La vecchiaia, registrata a circa 73 anni per gli uomini e 75 per le donne, si porta addosso l’idea che è la fase degli ultimi anni di vita, dunque contrapposta a gioventù, Più un peso che una risorsa?
Lo scrittore contemporaneo Marc Levy restituisce una speranza di rivalutazione quando scrive: “Le rughe della vecchiaia formano le più belle scritture della vita, quelle sulle quali i bambini imparano a leggere i loro sogni.” Ma quale status ha in società l’anziano?
E la terza età? Inizia dopo la mezza età, in una fase precedente all’ effettiva età avanzata, e ha il sapore del non essere più giovani.
La scienza fa iniziare la terza età quando una persona ha una speranza di vita di circa 10 anni.
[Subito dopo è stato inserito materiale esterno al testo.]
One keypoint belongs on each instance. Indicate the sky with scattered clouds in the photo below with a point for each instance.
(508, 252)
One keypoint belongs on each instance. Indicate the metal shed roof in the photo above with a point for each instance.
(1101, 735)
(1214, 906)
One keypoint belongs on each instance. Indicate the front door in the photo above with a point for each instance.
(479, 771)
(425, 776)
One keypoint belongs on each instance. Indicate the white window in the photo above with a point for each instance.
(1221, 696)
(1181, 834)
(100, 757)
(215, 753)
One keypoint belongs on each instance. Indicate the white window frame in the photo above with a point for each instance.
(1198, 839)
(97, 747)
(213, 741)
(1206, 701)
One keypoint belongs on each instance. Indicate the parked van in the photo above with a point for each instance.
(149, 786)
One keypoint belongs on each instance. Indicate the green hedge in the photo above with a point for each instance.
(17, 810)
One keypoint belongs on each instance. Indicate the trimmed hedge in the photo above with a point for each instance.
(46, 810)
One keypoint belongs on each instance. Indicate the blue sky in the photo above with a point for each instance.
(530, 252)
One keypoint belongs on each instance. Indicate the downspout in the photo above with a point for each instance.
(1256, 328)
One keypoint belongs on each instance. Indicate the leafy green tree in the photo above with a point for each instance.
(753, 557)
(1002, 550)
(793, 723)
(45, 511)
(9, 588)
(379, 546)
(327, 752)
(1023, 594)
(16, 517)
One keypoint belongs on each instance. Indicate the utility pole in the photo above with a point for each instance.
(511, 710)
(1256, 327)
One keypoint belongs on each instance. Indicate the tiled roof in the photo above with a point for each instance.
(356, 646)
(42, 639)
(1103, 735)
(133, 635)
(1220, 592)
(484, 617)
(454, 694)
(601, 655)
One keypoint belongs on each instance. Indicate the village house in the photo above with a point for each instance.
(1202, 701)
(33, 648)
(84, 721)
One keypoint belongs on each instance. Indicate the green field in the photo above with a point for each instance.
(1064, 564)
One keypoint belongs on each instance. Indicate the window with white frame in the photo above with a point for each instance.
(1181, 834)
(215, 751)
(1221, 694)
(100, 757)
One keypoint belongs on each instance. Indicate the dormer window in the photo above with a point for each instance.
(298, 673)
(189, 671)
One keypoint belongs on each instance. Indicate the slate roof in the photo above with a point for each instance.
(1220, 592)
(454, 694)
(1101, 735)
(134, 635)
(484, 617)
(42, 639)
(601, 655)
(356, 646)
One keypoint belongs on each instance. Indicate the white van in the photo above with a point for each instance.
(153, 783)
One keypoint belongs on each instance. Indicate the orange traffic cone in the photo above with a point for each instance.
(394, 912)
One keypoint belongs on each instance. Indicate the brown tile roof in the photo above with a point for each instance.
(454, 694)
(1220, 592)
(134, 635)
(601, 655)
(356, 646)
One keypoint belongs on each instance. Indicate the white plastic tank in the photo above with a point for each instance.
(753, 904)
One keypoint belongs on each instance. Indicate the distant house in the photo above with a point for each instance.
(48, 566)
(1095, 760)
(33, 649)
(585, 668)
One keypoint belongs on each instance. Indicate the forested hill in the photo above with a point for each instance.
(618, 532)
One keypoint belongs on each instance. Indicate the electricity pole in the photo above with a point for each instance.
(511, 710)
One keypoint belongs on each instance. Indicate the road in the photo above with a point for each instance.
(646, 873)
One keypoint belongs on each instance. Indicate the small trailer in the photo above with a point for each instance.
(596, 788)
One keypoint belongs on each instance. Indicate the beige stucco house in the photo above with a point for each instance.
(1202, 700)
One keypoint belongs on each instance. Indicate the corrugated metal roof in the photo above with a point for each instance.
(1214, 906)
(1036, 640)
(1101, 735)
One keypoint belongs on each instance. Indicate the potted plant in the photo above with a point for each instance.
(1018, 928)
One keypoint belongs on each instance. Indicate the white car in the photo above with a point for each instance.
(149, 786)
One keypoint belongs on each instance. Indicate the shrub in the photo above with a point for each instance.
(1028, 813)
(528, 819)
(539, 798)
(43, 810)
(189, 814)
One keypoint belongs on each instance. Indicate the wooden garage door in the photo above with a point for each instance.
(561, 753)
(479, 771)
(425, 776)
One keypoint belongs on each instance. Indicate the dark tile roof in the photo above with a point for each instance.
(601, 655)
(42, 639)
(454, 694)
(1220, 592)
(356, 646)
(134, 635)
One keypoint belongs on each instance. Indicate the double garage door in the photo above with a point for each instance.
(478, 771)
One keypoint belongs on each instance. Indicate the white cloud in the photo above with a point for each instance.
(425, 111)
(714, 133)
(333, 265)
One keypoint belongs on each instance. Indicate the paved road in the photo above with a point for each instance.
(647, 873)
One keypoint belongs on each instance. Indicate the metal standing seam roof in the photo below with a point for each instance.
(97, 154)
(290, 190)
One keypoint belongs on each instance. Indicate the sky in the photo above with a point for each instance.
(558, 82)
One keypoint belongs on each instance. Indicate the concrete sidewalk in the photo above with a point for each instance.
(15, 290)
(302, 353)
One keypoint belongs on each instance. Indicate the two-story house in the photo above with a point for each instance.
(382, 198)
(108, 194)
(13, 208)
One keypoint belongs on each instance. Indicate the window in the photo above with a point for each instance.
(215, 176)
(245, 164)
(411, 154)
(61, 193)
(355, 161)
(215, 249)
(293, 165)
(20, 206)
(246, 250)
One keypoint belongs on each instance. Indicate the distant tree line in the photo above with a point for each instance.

Secondo alcuni studi la terza età inizia ai 65 anni di età e finisce intorno ai 74 anni di età ma oggi non se ne può regolare scientificamente l’inizio, ancor meno la fine.
La vita cambia, è vero, si è più liberi da impegni lavorativi e spinti a un nuovo modo di vivere che coltiva interessi per la musica, per i viaggi, e anche per lo studio e il gioco. Ma anche se la rinnovata energia del corpo coltivata in sport e ginnastica suggerisce di non arrendersi alla vecchiaia, si presentano sintomi di abbassamento di vista e udito e problemi della memoria con le conseguenti criticità di natura psicologica specie in quanti nutrono la sensazione di non essere più utili per la loro famiglia e per la comunità, per quegli squilibri intergenerazionali per i quali subentra un sottile senso di solitudine.
Eppure i cosiddetti ‘anziani’ oggi sono vitali e più che mai utili e hanno il dovere di riappropriarsi pienamente della loro autorevolezza sociale.